Longevity is one of the greater, if rarest, achievements in pop music. With it, however, comes the burden of reinvention and the dilemma of what to do when, say, you once claimed you wouldn't be singing "Satisfaction" at age 30 ... and then find yourself still doing it night after night as you approach 70. But two of Detroit's favorite musical sons demonstrate how one can still do it with total class on their latest releases.

Jaggedland is Marshall Crenshaw's first album in six years. And while the singer-songwriter is still best recognized as the master pure-pop meister who released the most memorable and purest pop album of the summer of '82, it's a much more world-weary troubadour we find in 2009. Perhaps the early Crenshaw's most refreshing and admirable trait was that there was no sign of bitterness or even anger in his songs of unrequited love. While there may still not be what one would term "bitterness," there's some regret, even traces of anger in his newer songs. In other words, it's a somewhat darker and more cynical Crenshaw on display.

Likewise, he's more of an "adult" composer, musically speaking. He even occasionally draws on jazz concepts and structures, creating melodies that aren't always as obvious as the purest pop can be, meaning some of the material is less easily accessible. Which isn't to say that Marshall doesn't still know how to rock. In fact, the bluesy "Stormy River" (co-written with Ivan Julian of Richard Hell's Voidoids and Matthew Sweet fame) features an awesome guitar solo by Wayne Kramer that provides the CD with some major riffage. The brief, eco-minded "Gasoline Baby" is timely, fun (in an early rock 'n' roll sorta way) and totally rocks. (The great Jim Keltner plays drums on the entire album, by the way.) And just when you think MC is less about the POP! these days, he delivers a pure pop classic called "Eventually" right near the album's conclusion, before ending with "Live and Learn," which wouldn't have sounded out of place with his early '80s output. But pop-based or not, each one of these songs has a payoff, if the listener puts a little effort into really listening.

Preliminaires, meanwhile, isn't Iggy Pop's best album — he's set a pretty high bar for himself, after all — but it's certainly one of his most eclectic and interesting, not to mention one of the most satisfying of his more recent output. Early reports that it was a "concept" album and involved introspection were alarming, suggesting perhaps another    Avenue B, arguably his worst disc ever. But a lot of Preliminaires is, surprisingly, just plain terrific. 
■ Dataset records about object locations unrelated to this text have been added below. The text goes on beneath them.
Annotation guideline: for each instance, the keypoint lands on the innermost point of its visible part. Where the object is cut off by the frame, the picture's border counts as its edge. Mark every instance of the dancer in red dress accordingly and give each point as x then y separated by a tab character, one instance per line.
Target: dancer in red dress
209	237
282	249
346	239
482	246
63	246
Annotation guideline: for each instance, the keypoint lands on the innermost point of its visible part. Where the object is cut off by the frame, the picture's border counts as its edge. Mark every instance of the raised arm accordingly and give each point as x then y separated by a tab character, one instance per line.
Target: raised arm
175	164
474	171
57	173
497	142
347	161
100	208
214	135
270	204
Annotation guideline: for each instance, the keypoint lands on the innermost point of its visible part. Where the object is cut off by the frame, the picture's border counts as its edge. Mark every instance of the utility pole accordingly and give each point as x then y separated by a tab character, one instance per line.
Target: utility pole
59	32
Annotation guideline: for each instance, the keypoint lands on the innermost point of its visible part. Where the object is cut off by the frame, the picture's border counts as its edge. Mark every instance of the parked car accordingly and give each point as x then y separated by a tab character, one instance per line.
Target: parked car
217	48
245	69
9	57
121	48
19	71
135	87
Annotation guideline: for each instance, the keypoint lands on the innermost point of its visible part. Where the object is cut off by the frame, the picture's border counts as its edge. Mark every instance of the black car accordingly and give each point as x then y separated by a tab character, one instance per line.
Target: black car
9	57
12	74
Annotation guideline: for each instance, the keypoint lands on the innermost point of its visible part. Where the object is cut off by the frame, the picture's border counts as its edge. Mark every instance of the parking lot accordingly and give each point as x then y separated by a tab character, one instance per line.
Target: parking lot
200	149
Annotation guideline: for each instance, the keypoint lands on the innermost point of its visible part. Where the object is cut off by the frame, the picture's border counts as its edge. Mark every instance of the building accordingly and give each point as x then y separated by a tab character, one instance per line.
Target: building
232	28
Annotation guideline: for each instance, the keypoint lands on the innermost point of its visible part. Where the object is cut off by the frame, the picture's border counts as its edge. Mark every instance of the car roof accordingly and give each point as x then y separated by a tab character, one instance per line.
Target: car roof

Much was made of "Iggy as crooner" in those early press reports. Not a surprising development; he did a beautiful, non-ironic version of Sinatra's "One for My Baby (And One More for the Road)" during his weeklong 1980 stint at Bookies in Detroit. And the album is bookended by striking renditions of the standard "Autumn Leaves," delivered with its original French lyrics (the idea behind the LP's concept was inspired by a French novel). But the "crooner" aspect here is closer to Serge Gainsbourg (Ig even has his own Jane Birkin via French vocalist Lucie Aime on one track) or Charles Aznavour ... that is, when he's actually crooning at all.

He also explores ragtime and Dixieland ("King of the Dogs") as well as traditional country blues ("He's Dead/She's Alive"). "Nice to Be Dead" features a chugging and then thunderous rock riff and crescendo; the burping synthesizer-based "Party Time" would've worked on Ig's own The Idiot, right down to its lyrics and title. Speaking of lyrics, the poetry here sometimes touches on the "decadence" (more like "mainstream," actually, these days) he's dealt with his entire career, even on his lovely, self-composed ballad, "I Want to Go to the Beach." But the lyrics are often equally as lovely and poignant as the word "ballad" might suggest. Dog lovers will be saddened by the opening of "Machine for Loving," which depicts the death of a beloved old canine. But its conclusion, part of which surmises: "Love is simple to define but it seldom happens. Through these dogs, we pay homage to love and its possibilities" ... well, hell, that's just absolutely beautiful.